Russian painter (1879–1956)

Elisabeth Ivanowna Epstein (Елизавета Ивановна Эпштейн; [Гефтер]; 27 February 1879 – 22 January 1956) was a Russian painter.

==Biography==
Elisabeth Hefter (Gefter) was born on 27 February 1879 in Zhitomir (present-day Zhytomyr, Ukraine). Her family moved to Moscow, then she located to Munich. In 1898, she married Meizyslaw Epstein, with whom she has one child. Their son Alexander was born in Munich on 28 March 1899. The couple divorced in 1911. In Munich she studied with Anton Ažbe, Alexej von Jawlensky, and Wassily Kandinsky. She also attended the salons hosted by fellow artist Marianne von Werefkin. Her work was included in the first Neue Künstlervereinigung München exhibit in 1911.
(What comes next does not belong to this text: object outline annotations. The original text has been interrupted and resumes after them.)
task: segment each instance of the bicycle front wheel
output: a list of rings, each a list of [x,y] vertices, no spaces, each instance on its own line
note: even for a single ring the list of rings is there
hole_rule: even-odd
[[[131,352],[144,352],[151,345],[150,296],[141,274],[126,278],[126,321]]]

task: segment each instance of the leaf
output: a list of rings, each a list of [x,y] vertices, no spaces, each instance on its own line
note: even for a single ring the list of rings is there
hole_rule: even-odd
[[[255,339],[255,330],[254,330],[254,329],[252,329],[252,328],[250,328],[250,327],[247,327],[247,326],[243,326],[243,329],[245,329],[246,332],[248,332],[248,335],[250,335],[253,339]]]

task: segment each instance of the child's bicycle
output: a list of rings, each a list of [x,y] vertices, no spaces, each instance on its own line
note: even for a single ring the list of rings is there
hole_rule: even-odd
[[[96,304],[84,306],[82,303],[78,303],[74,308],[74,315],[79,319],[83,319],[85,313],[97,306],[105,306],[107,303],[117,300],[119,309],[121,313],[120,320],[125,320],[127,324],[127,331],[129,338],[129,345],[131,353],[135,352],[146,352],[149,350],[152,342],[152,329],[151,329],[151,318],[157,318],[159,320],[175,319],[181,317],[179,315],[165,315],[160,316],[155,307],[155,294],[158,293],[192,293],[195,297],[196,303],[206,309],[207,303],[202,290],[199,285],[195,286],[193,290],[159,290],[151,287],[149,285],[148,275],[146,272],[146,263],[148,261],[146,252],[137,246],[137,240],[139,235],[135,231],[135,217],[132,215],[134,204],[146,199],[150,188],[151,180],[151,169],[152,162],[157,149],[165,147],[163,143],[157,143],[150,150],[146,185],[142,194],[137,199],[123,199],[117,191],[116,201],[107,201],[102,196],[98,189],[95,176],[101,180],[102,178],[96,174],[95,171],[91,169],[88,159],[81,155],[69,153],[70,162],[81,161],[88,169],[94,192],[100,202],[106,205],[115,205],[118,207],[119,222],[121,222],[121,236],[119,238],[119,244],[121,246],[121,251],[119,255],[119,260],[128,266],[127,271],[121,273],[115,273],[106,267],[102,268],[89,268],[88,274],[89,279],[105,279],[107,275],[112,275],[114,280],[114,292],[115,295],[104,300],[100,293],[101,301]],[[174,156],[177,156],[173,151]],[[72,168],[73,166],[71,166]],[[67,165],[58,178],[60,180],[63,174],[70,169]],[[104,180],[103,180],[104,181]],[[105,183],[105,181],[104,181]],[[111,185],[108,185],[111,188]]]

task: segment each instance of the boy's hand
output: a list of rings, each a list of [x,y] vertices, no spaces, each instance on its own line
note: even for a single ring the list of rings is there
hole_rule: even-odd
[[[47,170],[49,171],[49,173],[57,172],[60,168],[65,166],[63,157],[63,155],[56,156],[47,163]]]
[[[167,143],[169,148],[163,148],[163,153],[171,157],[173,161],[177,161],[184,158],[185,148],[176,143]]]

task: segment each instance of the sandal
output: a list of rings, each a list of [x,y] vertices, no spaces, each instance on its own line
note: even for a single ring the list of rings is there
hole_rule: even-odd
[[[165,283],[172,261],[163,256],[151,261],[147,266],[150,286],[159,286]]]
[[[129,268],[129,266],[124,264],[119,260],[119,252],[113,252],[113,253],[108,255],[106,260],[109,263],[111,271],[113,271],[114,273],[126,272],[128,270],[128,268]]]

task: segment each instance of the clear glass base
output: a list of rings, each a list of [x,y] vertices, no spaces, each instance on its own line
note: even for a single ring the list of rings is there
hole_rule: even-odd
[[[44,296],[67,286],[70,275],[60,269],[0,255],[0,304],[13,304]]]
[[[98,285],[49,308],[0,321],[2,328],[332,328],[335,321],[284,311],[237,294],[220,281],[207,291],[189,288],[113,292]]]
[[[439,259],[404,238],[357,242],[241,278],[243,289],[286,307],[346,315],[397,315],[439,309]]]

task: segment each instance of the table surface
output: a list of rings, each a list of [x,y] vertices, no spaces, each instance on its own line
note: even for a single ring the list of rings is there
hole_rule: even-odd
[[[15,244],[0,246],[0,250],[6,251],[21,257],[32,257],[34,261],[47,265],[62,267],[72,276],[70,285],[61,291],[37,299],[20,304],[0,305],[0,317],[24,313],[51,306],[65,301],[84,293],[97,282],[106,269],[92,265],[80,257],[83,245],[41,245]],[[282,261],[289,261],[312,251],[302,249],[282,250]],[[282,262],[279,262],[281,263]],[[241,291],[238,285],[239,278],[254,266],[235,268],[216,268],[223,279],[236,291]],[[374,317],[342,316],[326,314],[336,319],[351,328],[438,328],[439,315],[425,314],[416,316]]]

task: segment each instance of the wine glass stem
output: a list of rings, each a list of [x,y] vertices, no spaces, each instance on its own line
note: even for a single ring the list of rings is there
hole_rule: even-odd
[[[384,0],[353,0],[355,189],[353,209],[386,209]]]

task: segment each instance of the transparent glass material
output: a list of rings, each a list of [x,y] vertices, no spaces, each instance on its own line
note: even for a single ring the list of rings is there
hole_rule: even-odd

Around 1907, Epstein moved to Paris and exhibited at the Salon d'Automne. While living in Paris Epstein introduced Kandinsky and Franz Marc to the French art world, and also facilitated the inclusion of the French painter Robert Delaunay's work in the traveling Der Blaue Reiter exhibition of 1911.

She died on 22 January 1956, aged 76, in Geneva.